W październiku ub.r. Łukasz Warzecha został odsunięty od prowadzenia „W tyle wizji” i „W tyle wizji extra” w TVP Info. Początkowo miał mieć miesięczną przerwę, ale do tej pory nie wrócił do tych programów. – Poprosiłem o wyjaśnienia w tej sprawie. Dostałem w odpowiedzi protesty od „Solidarności” i od związkowców, z których wynikało, że redaktor Warzecha naobrażał ich, wyzywał od leni i nierobów – ludzi pracujących w marketach i ludzi „Solidarności”. Zdecydowanie nie popieram takiego stylu. W związku z czym nie zmieniłem decyzji dyrekcji programu „W tyle wizji” – tłumaczył to prezes Telewizji Polskiej Jacek Kurski.

Warzecha wielokrotnie krytykował „Sieci” i wPolityce.pl za niektóre publikacje, które jego zdaniem są prorządowe.
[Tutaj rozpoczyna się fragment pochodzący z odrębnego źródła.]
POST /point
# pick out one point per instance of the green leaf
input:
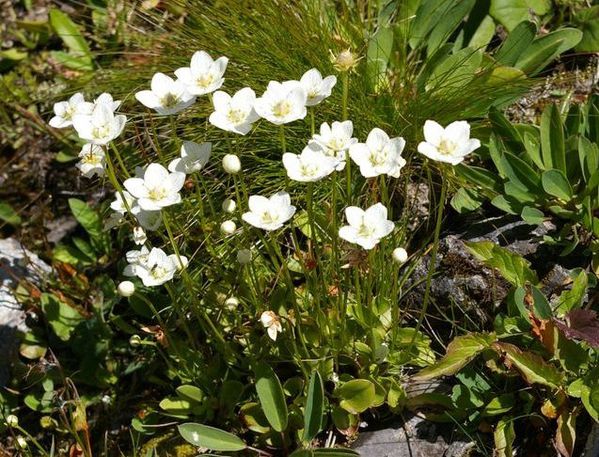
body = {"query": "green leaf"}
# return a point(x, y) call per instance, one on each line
point(313, 414)
point(191, 393)
point(517, 41)
point(459, 353)
point(356, 395)
point(531, 366)
point(512, 266)
point(552, 139)
point(62, 318)
point(378, 54)
point(555, 183)
point(209, 437)
point(587, 21)
point(69, 33)
point(546, 48)
point(504, 436)
point(272, 397)
point(8, 214)
point(512, 12)
point(532, 215)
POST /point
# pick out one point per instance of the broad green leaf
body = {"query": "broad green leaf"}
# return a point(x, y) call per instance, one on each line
point(556, 184)
point(69, 33)
point(209, 437)
point(552, 139)
point(512, 266)
point(531, 366)
point(504, 436)
point(532, 215)
point(512, 12)
point(190, 392)
point(272, 397)
point(572, 299)
point(356, 395)
point(517, 41)
point(313, 414)
point(378, 54)
point(62, 318)
point(587, 21)
point(8, 214)
point(546, 48)
point(459, 353)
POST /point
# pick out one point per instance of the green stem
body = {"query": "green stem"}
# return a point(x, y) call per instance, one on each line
point(432, 261)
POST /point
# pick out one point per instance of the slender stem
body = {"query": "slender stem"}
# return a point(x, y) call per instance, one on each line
point(282, 136)
point(433, 259)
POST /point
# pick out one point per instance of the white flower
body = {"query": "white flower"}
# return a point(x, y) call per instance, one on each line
point(229, 206)
point(269, 213)
point(101, 126)
point(366, 228)
point(158, 267)
point(282, 102)
point(450, 144)
point(271, 323)
point(126, 288)
point(228, 227)
point(157, 189)
point(231, 164)
point(204, 75)
point(65, 111)
point(91, 160)
point(193, 158)
point(336, 139)
point(316, 87)
point(139, 236)
point(380, 155)
point(309, 166)
point(167, 95)
point(399, 255)
point(234, 114)
point(106, 99)
point(119, 206)
point(244, 256)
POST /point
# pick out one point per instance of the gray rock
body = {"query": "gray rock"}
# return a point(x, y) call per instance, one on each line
point(16, 263)
point(415, 437)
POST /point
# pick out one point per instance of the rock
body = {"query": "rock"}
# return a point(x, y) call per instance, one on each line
point(16, 263)
point(415, 437)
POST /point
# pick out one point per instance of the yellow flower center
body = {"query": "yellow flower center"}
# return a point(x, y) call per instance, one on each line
point(281, 109)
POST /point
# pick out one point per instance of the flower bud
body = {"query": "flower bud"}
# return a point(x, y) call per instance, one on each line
point(229, 206)
point(228, 227)
point(135, 341)
point(400, 255)
point(12, 420)
point(231, 164)
point(22, 442)
point(231, 303)
point(244, 256)
point(345, 61)
point(126, 288)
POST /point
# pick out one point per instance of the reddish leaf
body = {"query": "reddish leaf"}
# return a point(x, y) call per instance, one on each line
point(581, 324)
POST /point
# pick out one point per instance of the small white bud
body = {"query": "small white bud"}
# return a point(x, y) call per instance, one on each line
point(22, 442)
point(126, 288)
point(244, 256)
point(229, 206)
point(231, 164)
point(139, 236)
point(228, 227)
point(231, 303)
point(400, 255)
point(135, 340)
point(12, 420)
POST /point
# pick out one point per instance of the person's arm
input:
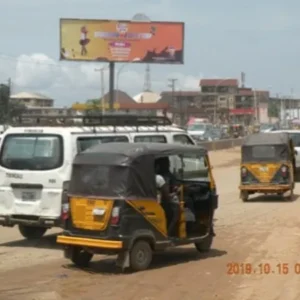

Pod koniec grudnia ub.r. ostro ocenił przyznanie przez „Sieci” tytułu Człowieka Wolności Julii Przyłębskiej. – Nie dało się znaleźć nikogo zdatniejszego, żeby polać trochę wazeliny? – zapytał Warzecha. – Obrażasz nas i dzielnego człowieka, jakim jest pani Przyłębska – odpowiedział mu Michał Karnowski. Natomiast na początku br. publicyści spierali się w sprawie telenoweli historycznej TVP1 „Korona królów”.

W październiku ub.r. Jacek Karnowski wytknął Łukaszowi Warzesze udzielenie wywiadu Onetowi. – Przebudowa salonu trwa. Gratuluję, choć ja tą drogą nigdy nie pójdę – stwierdził Karnowski. – Co począć z tymi ciągłymi zaczepkami neo-Michnika? Chyba ignorować – odpowiedział Warzecha.